Arbi, what isdynamic injection
?From SiA:
If you’re familiar with Spring, you might be tempted to use static injection
as the primary means of wiring your components together. I don’t
recommend that you standardize on this approach. For one, it requires a
ridiculous amount of XML. In general, XML should be reserved for infrastructure
configuration. Although not applicable in this example, you
also must ensure that you aren’t injecting a component from a shorterterm
scope into a component in a longer-term scope, as it results in
scope impedance. It’s much cleaner, safer, and Seam-esque to wire components
together using dynamic injection, declared using the @In annotationSo dynamic injection is injection that occurs more than once. It occurs every time a business method is called on that component. Static injection occurs only once in the lifetime of the compoment, either via setter method or constructor.
Reading my initial post, it has more to do with Spring that Seam/WB but I guess I'll re-word it so it's applicable to this forum:
If WB/Seam3 uses dynamic injection (most likely it does - at least Seam 2.x does), what would happen if it was designed with static injection instead? What limitation(s) would that bring to our apps? I'm just wondering how Spring apps deal with this stale injection problem on a continual basis and if it is a problem in a stateful or stateless architecture or both.

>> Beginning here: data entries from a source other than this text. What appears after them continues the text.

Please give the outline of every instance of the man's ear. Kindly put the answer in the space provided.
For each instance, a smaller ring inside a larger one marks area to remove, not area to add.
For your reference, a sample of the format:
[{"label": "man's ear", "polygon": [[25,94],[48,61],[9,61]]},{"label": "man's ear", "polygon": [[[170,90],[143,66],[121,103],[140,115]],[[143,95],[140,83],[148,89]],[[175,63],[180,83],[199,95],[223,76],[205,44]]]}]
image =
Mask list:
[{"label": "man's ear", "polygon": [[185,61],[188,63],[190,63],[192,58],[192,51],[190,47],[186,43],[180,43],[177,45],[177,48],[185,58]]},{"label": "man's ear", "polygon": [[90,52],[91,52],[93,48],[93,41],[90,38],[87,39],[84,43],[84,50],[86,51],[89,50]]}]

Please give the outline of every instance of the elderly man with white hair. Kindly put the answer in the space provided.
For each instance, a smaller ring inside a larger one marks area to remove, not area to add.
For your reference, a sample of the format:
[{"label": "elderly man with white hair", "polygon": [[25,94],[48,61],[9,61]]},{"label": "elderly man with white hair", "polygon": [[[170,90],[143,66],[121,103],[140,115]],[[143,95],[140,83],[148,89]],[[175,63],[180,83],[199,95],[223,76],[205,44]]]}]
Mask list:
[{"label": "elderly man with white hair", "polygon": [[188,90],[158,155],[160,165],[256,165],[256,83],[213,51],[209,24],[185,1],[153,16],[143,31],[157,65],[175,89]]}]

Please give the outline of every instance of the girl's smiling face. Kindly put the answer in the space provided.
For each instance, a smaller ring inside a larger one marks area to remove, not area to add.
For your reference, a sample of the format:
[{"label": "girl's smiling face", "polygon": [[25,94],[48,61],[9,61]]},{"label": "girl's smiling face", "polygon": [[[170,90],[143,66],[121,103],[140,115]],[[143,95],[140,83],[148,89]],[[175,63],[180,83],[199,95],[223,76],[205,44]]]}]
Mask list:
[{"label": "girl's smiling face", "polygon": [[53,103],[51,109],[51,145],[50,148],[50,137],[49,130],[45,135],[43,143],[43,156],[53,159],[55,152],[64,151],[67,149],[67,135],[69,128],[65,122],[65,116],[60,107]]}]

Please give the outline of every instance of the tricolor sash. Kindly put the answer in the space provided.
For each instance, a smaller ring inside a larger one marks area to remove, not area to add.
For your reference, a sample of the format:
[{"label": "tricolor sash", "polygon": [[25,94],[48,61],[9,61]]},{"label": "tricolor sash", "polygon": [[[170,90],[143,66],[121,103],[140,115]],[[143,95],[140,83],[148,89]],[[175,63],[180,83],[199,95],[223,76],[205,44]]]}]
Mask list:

I mean, if you can deal with static injection, that means less interceptions and injections than dynamic DI and less overhead per life of a component and overall better performance, no?
Here's my point:
What if we wanted static DI sometimes and dyamic DI sometimes in the same component or different components? Mix and match as the use case requires to improve performance. Or is the performance hit negligible with dynamic DI? Not all use cases in a Seam app are modeled using stateful components, are they? What about a report, for example, or a web service consumption/client for a credit card validator service, etc?